This Court recognizes that Plaintiff's is a prisoner and may need help from appointed counsel to adequately prepare for trial. Given the complexities of the case, the potential number of witnesses that could be called, including expert witnesses, and that Plaintiff, himself, may be called to testify, the circumstances warrant the appointment of counsel. In this case, representation would "lead to a quicker and more just result by sharpening the issues and shaping examination." Hodge, 802 F.2d at 61.

CONCLUSION

For the foregoing reasons, Plaintiff's Application for the Court to Request Counsel is granted. Due to a scarcity of volunteer attorneys, some period of time may pass before counsel volunteers to represent Plaintiff. Nevertheless, this litigation will progress at a normal pace. If an attorney volunteers, the attorney will contact Plaintiff directly. There is no guarantee, however, that a volunteer attorney will decide to take the case, and plaintiff should be prepared to proceed with the case pro se. Of course, if an attorney offers to take the case, it is entirely Plaintiff's decision whether to retain that attorney or not. The Court has established a Pro Bono Fund to encourage greater attorney representation of pro se litigants. The Fund is especially intended for attorneys for whom pro bono service is a financial hardship. See http://www.nysd.circ2.dcn/docs/prose/pro_bono_fund_order.pdf.]

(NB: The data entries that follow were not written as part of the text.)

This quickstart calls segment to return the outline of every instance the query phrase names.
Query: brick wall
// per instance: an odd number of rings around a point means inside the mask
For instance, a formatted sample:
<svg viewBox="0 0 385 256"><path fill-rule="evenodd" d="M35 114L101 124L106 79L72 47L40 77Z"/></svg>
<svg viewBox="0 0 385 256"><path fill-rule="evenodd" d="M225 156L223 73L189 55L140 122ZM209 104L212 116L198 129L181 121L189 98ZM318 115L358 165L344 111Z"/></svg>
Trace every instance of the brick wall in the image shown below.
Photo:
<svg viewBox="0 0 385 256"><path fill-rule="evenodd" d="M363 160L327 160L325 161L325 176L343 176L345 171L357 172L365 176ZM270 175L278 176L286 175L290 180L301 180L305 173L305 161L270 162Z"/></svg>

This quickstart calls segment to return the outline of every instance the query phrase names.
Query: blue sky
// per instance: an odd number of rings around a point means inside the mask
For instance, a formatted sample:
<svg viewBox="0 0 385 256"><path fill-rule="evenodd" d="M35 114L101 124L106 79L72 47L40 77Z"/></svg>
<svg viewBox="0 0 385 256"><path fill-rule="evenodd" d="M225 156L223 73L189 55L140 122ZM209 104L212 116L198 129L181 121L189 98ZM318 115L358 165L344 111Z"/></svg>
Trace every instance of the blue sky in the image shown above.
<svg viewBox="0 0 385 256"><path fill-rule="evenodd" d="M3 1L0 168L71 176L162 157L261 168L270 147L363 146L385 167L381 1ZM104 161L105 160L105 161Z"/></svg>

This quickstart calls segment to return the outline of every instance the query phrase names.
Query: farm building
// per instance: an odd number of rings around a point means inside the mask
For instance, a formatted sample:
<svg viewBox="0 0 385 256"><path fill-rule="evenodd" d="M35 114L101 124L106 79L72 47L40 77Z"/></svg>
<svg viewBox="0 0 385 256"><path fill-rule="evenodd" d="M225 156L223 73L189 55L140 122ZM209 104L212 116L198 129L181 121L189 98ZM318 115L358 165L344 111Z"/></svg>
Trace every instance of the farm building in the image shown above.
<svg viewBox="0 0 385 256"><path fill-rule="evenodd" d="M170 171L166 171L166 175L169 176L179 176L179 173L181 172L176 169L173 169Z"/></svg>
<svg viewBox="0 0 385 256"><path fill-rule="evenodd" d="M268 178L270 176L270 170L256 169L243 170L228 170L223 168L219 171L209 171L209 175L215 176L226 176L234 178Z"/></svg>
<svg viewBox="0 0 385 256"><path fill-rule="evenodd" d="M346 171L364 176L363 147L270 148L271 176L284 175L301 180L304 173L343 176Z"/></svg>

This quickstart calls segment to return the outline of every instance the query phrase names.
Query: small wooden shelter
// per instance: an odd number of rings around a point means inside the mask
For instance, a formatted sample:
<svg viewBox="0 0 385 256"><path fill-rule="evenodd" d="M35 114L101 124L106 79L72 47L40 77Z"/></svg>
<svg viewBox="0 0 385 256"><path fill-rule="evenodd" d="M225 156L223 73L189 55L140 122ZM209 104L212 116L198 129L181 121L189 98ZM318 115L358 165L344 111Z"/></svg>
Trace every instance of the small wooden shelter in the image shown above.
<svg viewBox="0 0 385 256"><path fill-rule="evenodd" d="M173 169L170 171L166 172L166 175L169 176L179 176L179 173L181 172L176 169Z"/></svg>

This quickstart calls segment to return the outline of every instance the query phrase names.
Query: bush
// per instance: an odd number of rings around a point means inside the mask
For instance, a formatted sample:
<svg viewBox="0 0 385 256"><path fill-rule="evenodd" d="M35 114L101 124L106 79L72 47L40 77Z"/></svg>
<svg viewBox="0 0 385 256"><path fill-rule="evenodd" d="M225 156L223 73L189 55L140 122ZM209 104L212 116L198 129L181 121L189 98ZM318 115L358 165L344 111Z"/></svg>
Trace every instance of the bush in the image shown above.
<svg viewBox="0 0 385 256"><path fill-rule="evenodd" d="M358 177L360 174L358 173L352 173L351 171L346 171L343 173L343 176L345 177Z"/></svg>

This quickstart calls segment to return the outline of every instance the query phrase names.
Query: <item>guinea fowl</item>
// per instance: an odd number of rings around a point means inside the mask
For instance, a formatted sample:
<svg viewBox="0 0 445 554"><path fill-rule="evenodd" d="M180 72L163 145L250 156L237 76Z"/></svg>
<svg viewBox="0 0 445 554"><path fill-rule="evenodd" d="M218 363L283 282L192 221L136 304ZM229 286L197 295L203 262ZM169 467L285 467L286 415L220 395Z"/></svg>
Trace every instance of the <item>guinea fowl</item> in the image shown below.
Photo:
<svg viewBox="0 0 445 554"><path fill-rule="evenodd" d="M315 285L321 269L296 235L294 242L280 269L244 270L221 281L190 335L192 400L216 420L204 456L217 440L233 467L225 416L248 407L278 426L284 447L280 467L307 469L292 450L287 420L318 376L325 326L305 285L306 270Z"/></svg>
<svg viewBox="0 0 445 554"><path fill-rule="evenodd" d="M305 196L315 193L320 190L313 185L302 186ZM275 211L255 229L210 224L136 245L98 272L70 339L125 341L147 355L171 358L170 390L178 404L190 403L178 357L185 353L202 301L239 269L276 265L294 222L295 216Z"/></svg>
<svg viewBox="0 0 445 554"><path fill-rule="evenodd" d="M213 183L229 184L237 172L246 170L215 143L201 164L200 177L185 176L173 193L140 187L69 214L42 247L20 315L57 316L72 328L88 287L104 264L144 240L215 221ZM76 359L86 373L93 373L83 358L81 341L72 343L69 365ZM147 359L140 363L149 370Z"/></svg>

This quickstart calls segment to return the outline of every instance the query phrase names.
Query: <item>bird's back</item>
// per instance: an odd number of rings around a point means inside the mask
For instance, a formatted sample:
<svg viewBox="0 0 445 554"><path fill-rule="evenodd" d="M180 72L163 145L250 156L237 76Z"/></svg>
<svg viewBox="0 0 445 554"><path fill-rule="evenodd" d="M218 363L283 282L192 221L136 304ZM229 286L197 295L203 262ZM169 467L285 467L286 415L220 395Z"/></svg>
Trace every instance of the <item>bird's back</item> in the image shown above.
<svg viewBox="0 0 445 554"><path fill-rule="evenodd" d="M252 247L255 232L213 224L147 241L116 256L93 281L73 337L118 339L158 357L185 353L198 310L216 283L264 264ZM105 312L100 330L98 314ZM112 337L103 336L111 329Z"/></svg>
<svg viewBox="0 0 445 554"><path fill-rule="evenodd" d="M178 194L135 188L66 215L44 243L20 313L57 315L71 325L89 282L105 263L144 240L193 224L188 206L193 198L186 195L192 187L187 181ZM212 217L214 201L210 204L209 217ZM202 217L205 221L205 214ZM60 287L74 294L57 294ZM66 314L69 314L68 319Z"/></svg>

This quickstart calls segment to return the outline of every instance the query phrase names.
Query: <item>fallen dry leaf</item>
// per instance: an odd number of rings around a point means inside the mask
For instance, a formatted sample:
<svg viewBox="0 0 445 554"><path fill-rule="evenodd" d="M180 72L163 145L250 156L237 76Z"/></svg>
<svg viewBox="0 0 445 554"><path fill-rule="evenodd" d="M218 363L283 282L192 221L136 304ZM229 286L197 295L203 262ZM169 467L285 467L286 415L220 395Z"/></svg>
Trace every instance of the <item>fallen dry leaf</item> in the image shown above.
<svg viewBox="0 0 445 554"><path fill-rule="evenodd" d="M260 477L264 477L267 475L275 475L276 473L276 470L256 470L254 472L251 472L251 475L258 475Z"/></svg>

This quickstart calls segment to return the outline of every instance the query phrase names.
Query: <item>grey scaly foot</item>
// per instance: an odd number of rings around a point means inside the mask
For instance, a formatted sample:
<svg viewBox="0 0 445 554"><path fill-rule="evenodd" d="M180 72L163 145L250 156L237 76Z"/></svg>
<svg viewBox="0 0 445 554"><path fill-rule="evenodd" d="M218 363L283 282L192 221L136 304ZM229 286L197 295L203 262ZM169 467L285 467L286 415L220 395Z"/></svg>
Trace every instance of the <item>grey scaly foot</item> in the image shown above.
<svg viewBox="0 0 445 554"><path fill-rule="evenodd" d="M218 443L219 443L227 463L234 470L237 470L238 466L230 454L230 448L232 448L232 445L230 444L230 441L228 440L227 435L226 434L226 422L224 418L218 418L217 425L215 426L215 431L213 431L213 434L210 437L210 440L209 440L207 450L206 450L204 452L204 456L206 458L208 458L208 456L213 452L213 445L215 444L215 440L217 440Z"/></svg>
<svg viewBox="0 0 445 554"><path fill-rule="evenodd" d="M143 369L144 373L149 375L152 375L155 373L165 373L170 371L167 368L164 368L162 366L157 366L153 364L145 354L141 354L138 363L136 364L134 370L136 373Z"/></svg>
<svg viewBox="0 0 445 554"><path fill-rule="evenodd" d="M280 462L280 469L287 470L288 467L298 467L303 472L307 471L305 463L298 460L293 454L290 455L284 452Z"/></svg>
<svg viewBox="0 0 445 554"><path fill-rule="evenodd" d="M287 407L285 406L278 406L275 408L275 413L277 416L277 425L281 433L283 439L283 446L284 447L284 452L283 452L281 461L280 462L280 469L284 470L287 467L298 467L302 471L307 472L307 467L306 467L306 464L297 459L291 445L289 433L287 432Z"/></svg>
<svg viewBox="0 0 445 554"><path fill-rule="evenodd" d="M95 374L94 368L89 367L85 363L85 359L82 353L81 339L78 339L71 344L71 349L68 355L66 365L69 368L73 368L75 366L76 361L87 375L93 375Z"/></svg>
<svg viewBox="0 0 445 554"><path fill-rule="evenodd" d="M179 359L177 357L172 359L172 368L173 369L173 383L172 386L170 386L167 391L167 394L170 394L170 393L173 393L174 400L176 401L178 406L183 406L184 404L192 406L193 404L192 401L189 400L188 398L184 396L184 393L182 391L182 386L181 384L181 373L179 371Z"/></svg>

The Clerk of the Court is respectfully requested to mail a copy to Plaintiff at the address listed on ECF and show proof of service on the docket.

The Court certifies under 28 U.S.C. § 1915(a)(3) that any appeal from this Order would not be taken in good faith and therefore IFP status is denied for the purpose of an appeal. See Coppedge v. United States, 369 U.S. 438, 444-45 (1962).

SO ORDERED.

FootNotes


1. The Court noted in the Opinion and Order dated October 12, 2018 (ECF No. 151), that the claim of excessive force as it relates to Plaintiff's detached retina could not be sustained. The Court granted Defendants' Motion for Summary Judgment only for that specific injury. However, Defendants' motion was denied regarding the other injuries Plaintiff sustained.